2022-07-07 20:18:00 Breeze_

RCNN The process of

  1. Selective Search Do candidate box extraction ,1000~2000 individual
  2. Candidate box Resize To a fixed size , Input CNN The extracted features
  3. Feature directly SVM classification , Get the results of classification
  4. Further adjust the position

SPPNet Innovation of

  1. Combined with the spatial pyramid method CNNs Multi scale input of .
    SPP Net My first contribution is After the last convolution layer , Access to the pyramidal pool , Ensure that the input to the next full connection layer is fixed . let me put it another way , In ordinary CNN In Institutions , The size of the input image is often fixed ( such as 224*224 Pixels ), The output is a vector of fixed dimensions .SPP Net In ordinary CNN The structure adds ROI Pooling layer (ROI Pooling), The input image of the network can be any size , The output is the same , It's also a vector of fixed dimensions . in short ,CNN Originally only fixed input 、 Fixed output ,CNN add SSP after , Can then Any input 、 Fixed output .
    ROI The pooling layer is generally behind the convolution layer , In this case, the input of the network can be of any scale , stay SPP layer Every one of them pooling Of filter Will adjust the size according to the input , and SPP The output is a vector of fixed dimensions , And then give the full connection FC layer .

  2. Only extract convolution features from the original image once .
    stay R-CNN in , Each candidate box begins with resize To uniform size , And then as CNN The input of , This is very inefficient .
    and SPP Net According to this shortcoming, we have optimized : Only one convolution calculation of the original image , Then we get the convolution feature of the whole graph feature map, Then find each candidate box in feature map Mapping on patch, Put this patch As the convolution feature of each candidate box, input to SPP layer And later layers , Complete feature extraction .

    such ,R-CNN To compute convolution for each region , and SPPNet You only need to compute convolution once , So it saves a lot of computing time , Than R-CNN It's about a hundred times faster .

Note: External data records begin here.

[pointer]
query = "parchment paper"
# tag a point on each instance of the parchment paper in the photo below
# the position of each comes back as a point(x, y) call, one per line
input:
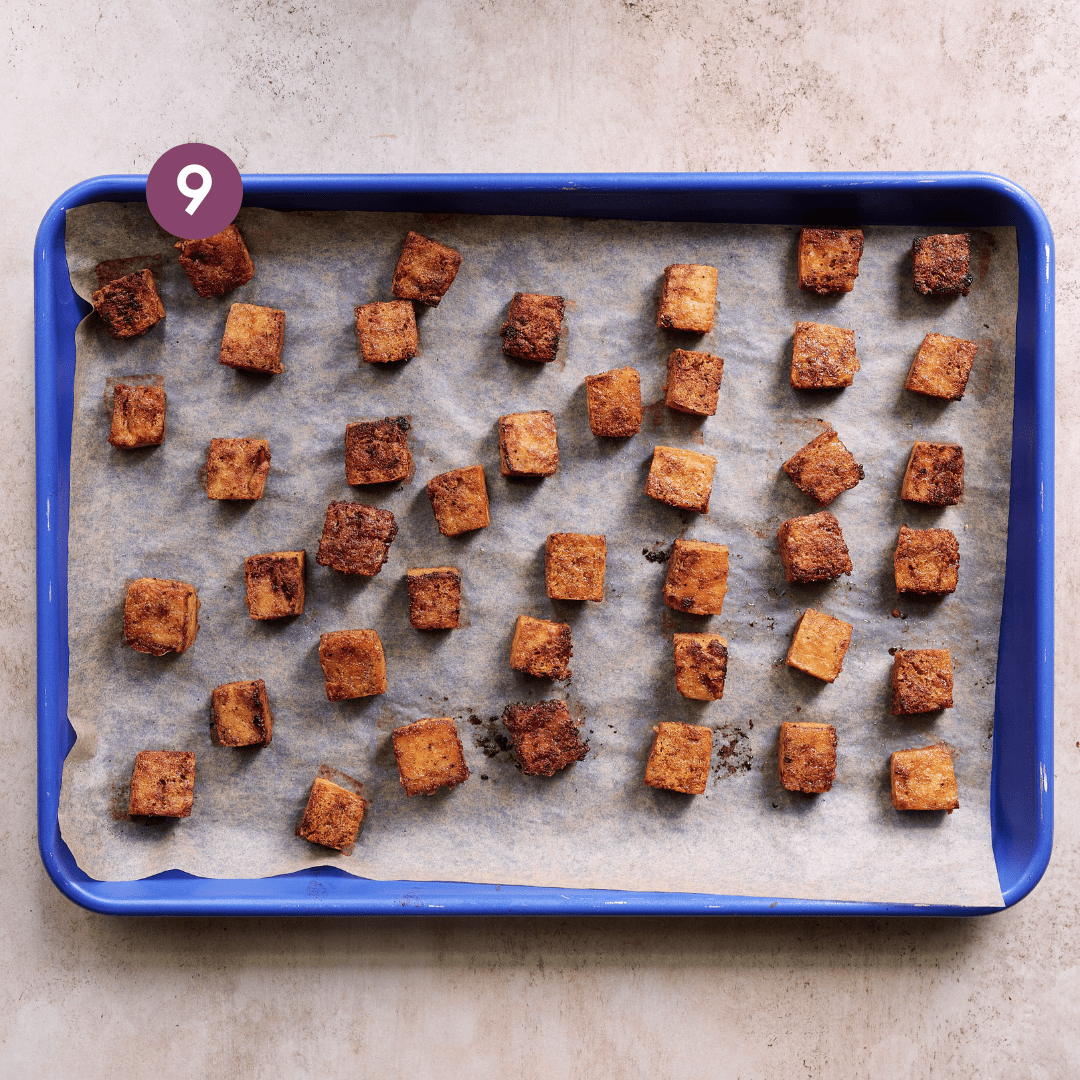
point(145, 513)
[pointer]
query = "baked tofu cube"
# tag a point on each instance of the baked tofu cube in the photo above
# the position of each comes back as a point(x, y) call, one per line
point(942, 265)
point(353, 664)
point(254, 339)
point(942, 366)
point(387, 332)
point(682, 478)
point(820, 645)
point(459, 500)
point(426, 270)
point(376, 451)
point(927, 561)
point(934, 474)
point(355, 538)
point(217, 265)
point(823, 358)
point(130, 306)
point(828, 259)
point(160, 616)
point(679, 758)
point(532, 326)
point(527, 444)
point(274, 584)
point(807, 757)
point(434, 597)
point(241, 714)
point(921, 682)
point(163, 784)
point(541, 648)
point(430, 756)
point(237, 468)
point(545, 739)
point(688, 299)
point(812, 549)
point(138, 417)
point(615, 403)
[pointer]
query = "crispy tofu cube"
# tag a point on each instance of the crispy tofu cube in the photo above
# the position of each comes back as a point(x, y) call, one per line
point(679, 758)
point(812, 549)
point(934, 474)
point(160, 616)
point(688, 299)
point(130, 306)
point(921, 682)
point(426, 270)
point(163, 784)
point(532, 326)
point(217, 265)
point(430, 756)
point(274, 584)
point(682, 478)
point(355, 538)
point(353, 664)
point(459, 500)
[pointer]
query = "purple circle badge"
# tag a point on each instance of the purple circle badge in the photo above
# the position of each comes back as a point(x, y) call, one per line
point(193, 190)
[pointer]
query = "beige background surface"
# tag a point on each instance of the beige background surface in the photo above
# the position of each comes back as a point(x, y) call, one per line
point(93, 89)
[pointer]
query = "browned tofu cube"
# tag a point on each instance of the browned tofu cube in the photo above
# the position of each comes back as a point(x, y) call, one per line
point(254, 339)
point(679, 758)
point(237, 468)
point(130, 306)
point(942, 265)
point(532, 326)
point(541, 648)
point(242, 714)
point(682, 478)
point(934, 474)
point(812, 549)
point(527, 444)
point(927, 561)
point(615, 403)
point(160, 616)
point(387, 332)
point(697, 577)
point(921, 682)
point(376, 451)
point(274, 584)
point(824, 468)
point(820, 645)
point(545, 739)
point(217, 265)
point(688, 299)
point(807, 757)
point(426, 270)
point(459, 500)
point(353, 664)
point(356, 539)
point(430, 756)
point(163, 784)
point(138, 417)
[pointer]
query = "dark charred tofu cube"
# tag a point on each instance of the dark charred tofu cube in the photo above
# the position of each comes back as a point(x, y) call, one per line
point(545, 739)
point(160, 616)
point(430, 756)
point(356, 539)
point(679, 758)
point(130, 306)
point(532, 326)
point(459, 500)
point(812, 549)
point(163, 784)
point(426, 270)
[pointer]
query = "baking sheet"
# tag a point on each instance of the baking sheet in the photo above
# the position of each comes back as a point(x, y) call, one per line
point(144, 513)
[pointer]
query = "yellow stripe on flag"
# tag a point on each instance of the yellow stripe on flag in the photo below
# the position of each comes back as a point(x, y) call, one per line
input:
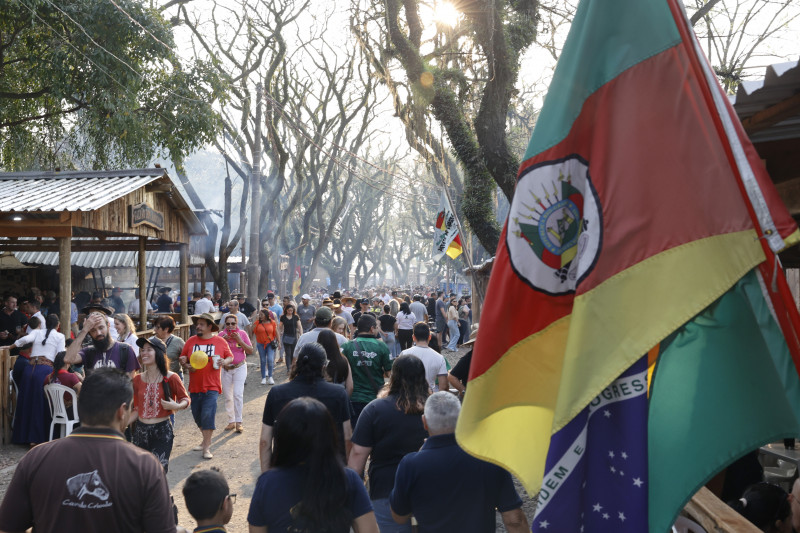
point(542, 382)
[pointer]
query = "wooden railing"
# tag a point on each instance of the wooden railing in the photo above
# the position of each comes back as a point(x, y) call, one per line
point(8, 402)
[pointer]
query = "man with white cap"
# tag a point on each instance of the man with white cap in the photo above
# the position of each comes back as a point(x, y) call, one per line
point(306, 312)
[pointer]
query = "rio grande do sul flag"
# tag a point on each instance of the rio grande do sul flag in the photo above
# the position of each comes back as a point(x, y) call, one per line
point(446, 239)
point(640, 203)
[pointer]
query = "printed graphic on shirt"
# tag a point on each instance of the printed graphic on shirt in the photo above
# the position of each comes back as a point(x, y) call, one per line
point(207, 348)
point(364, 358)
point(88, 490)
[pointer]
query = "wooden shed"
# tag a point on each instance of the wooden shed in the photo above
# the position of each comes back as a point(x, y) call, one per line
point(97, 211)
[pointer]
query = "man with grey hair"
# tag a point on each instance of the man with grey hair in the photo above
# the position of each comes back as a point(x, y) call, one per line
point(474, 490)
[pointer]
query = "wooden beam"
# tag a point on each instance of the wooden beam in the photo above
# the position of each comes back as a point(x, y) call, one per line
point(25, 230)
point(184, 283)
point(142, 271)
point(64, 284)
point(789, 192)
point(772, 115)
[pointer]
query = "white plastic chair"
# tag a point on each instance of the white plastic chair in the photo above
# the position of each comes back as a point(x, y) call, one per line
point(58, 408)
point(13, 394)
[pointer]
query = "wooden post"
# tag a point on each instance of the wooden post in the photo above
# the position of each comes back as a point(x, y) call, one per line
point(142, 284)
point(184, 283)
point(64, 283)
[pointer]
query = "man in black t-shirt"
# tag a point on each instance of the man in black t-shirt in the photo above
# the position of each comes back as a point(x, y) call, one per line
point(12, 322)
point(364, 303)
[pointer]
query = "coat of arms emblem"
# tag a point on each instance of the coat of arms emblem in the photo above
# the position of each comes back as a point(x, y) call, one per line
point(554, 225)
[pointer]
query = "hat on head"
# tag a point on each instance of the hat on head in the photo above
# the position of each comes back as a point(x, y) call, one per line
point(208, 318)
point(99, 308)
point(157, 344)
point(324, 314)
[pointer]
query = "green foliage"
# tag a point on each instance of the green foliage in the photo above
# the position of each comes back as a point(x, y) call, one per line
point(82, 84)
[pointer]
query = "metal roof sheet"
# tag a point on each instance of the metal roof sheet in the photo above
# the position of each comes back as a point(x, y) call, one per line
point(781, 81)
point(70, 191)
point(158, 258)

  3. Specifically Next :fast rcnn Medium spplayer(ROI Pooling), Finally, the output dimension is consistent because it is a one-dimensional linear direct splicing ( We'll use that later FC);yolov3 And later series spplayer, The dimension consistency after output is due to the pooling process of different core sizes , The step size is used s=1,padding=k//2, Finally get WH_out = k+1 Characteristics of scale . The two have different purposes , The former is to solve Any input fixed output The problem of , The latter is for promotion Small target detection ability Other questions .

Fast RCNN The process of

  1. Selective Search Do candidate box extraction ,1000~2000 individual

  2. Calculate the characteristics of the whole image shared feature map, And put the candidate box (ROI, Region of interest ) Map to the corresponding shared feature map(New

    notes : The mapping rules are simple , It's just dividing the coordinates by “ Enter the picture and feature map The ratio of the size of ”, Got it feature map Upper box coordinate

  3. utilize ROI Pooling Features adjusted to a fixed size (New

  4. Feed features into CNN Extract new features

  5. The two losses of classification and regression are supervised and trained at the same time ( Full connection )(New

  • ROI Pooling operation

    1. According to input image, take ROI Mapping to feature map Corresponding position

    2. Divide the mapped area into the same size sections(sections Quantity is the same dimension as output )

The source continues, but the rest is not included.